Decided On February 09, 2000
STATE OF MADHYA PRADESH Appellant
V/S
GANESH Respondents

JUDGEMENT

(1.) THIS is an appeal by the State under Section 378 of the Code of Criminal Procedure, 1973 (hereinafter to be referred to as the Code) challenging the Order of acquittal passed by Shri M. K. Saini, Judicial Magistrate First Class, Burhanpur on 12-2-1999 in Criminal Case No. 384 of 1996.

(2.) THE charge-sheet as per Section 173 of the Code was submitted by the police on 17-4-1996. Charge under Section 324 I. P. C. was framed on 2-11-1996 against accused Ganesh for voluntarily causing hurt to Bhaulal by a sharp weapon. He pleaded not guilty. The case was fixed for evidence on 10-2-1997 and the Magistrate directed that the summons be issued to the prosecution witnesses. The same Order was repeated on 10-2-1997,13-5-1997, 20-10-1997 and 21-7-1998 as the summons were not issued. The summons were issued for the first time on 11-1-1999. The case was fixed on 12-2-1999 for evidence. On that date five prosecution witnesses including complainant Bhaulal were present. The case was taken up at 4. 55 P. M. . The learned defence counsel submitted that it would not be possible for the Court to record evidence on that day. The prosecutor submitted an application requesting the Court to record the evidence on that day or to fix another date for examination of the witnesses who were present. The Court declined to do so and relying upon the decision of the Supreme Court in Rajdeo Sharma v. State of Bihar, AIR 1998 S. C. 3281 closed the evidence and acquitted the accused on the same date.

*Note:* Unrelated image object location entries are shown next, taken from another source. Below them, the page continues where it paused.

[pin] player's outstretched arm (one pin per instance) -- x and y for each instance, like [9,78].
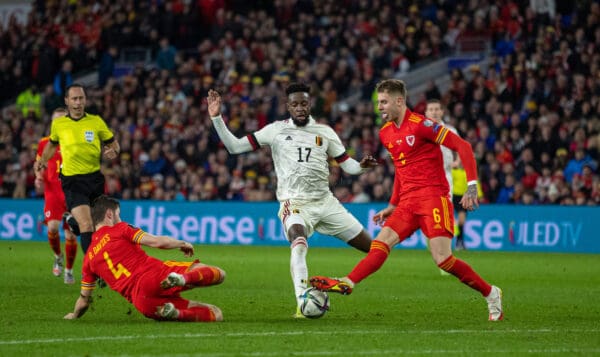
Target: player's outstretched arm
[81,305]
[48,152]
[232,143]
[354,167]
[111,151]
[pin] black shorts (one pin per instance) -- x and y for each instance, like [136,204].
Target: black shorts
[82,189]
[456,203]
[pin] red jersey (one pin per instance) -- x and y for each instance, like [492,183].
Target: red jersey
[51,178]
[414,148]
[116,256]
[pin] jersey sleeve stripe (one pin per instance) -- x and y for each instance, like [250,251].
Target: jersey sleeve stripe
[441,136]
[253,141]
[137,237]
[342,158]
[414,118]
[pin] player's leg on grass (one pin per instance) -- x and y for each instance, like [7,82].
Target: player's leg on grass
[297,235]
[441,253]
[197,275]
[179,309]
[54,240]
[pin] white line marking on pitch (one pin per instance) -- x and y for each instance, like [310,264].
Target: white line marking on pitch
[280,333]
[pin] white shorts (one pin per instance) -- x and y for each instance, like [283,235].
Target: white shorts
[326,216]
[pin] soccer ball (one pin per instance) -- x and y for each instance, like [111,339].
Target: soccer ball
[314,304]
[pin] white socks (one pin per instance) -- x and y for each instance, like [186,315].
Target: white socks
[298,266]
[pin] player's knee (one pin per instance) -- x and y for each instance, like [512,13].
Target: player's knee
[217,313]
[221,275]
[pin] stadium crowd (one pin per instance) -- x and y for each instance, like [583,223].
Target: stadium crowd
[532,114]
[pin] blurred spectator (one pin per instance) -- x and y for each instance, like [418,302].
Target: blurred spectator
[106,67]
[577,163]
[165,59]
[29,102]
[63,78]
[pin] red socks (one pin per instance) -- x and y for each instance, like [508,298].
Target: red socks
[71,252]
[54,240]
[196,313]
[371,263]
[466,274]
[203,276]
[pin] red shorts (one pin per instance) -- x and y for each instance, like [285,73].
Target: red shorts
[434,215]
[148,295]
[54,206]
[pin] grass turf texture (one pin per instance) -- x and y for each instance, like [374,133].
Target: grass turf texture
[551,304]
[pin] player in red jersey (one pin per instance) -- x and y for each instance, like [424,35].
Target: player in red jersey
[151,285]
[54,208]
[420,198]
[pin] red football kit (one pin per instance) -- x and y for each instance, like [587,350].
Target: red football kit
[54,197]
[116,256]
[420,187]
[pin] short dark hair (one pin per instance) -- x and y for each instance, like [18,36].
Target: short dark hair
[392,86]
[75,85]
[60,110]
[297,87]
[102,204]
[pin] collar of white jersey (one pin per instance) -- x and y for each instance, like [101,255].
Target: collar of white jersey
[311,121]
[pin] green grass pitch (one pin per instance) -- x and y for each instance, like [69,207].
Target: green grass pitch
[551,303]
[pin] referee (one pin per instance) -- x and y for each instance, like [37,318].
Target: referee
[84,138]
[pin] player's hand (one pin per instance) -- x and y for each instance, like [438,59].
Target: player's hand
[368,162]
[214,103]
[187,249]
[382,215]
[38,168]
[110,153]
[70,316]
[470,202]
[39,184]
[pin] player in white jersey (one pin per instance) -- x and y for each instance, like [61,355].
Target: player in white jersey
[301,149]
[435,111]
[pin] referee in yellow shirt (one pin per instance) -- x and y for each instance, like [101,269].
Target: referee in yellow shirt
[84,138]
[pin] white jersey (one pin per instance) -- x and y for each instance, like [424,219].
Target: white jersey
[301,157]
[448,156]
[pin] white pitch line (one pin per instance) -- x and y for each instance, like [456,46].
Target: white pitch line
[283,333]
[393,352]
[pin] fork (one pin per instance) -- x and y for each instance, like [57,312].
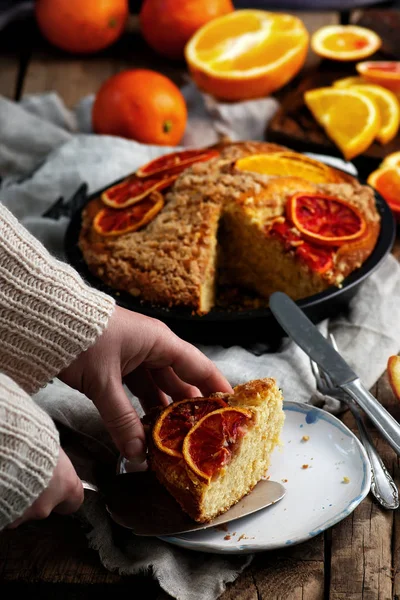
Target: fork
[382,485]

(3.) AFTER hearing the learned counsel for both the sides this Court is of the opinion that the learned Magistrate has mis-construed the ratio of the decision of the Supreme Court in Rajdeo Sharma 's case. The Supreme Court in this case for effective enforcement of the right to speedy trial flowing from Article 21 of the Constitution of India gave certain directions. The relevant direction for the present purpose was (1) in cases where the trial is for an offence punishable with imprisonment for a period not exceeding seven years, whether the accused is in jail or not, the Court shall close prosecution evidence on completion of a period of two years from the date of recording the plea of the accused on the charges framed whether prosecution has examined all the witnesses or no within the said period and the Court can proceed to the next step provided by law for the trial of the case. The Supreme Court has clarified in Rajdeo Sharma v. State of Bihar, 1999 Cr. L. J. 4541 that the whole idea was to speed up the trial in criminal cases to prevent the prosecution from becoming a persecution of the person arrayed in a criminal trial. No trial can be allowed to prolong indefinitely "due to the lethargy of the prosecuting agency or the State machinery" and that is the raison d'etre in prescribing the time frame with which the prosecution evidence must be closed. It has been further clarified that the power of the Court as envisaged in Section 311 of the Code has not been curtailed by the Supreme Court. Neither in the decision of the seven-Judge Bench in A. R. Antulay's case AIR 1992 S. C. 1701 nor in Kartar Singh's case 1994 Cr. L. J. 3139 such power has been restricted for achieving speedy trial. In other words, even if the prosecution evidence is closed in compliance with the directions contained in the main judgment it is still open to the prosecution to invoke the powers of the Court under Section 311 of the Code. The Supreme Court further observed : "we make it clear that if evidence of any witness appears to the Court to be essential to the just decision of the case it is the duty of the Court to summon and examine or recall and re-examine any such person".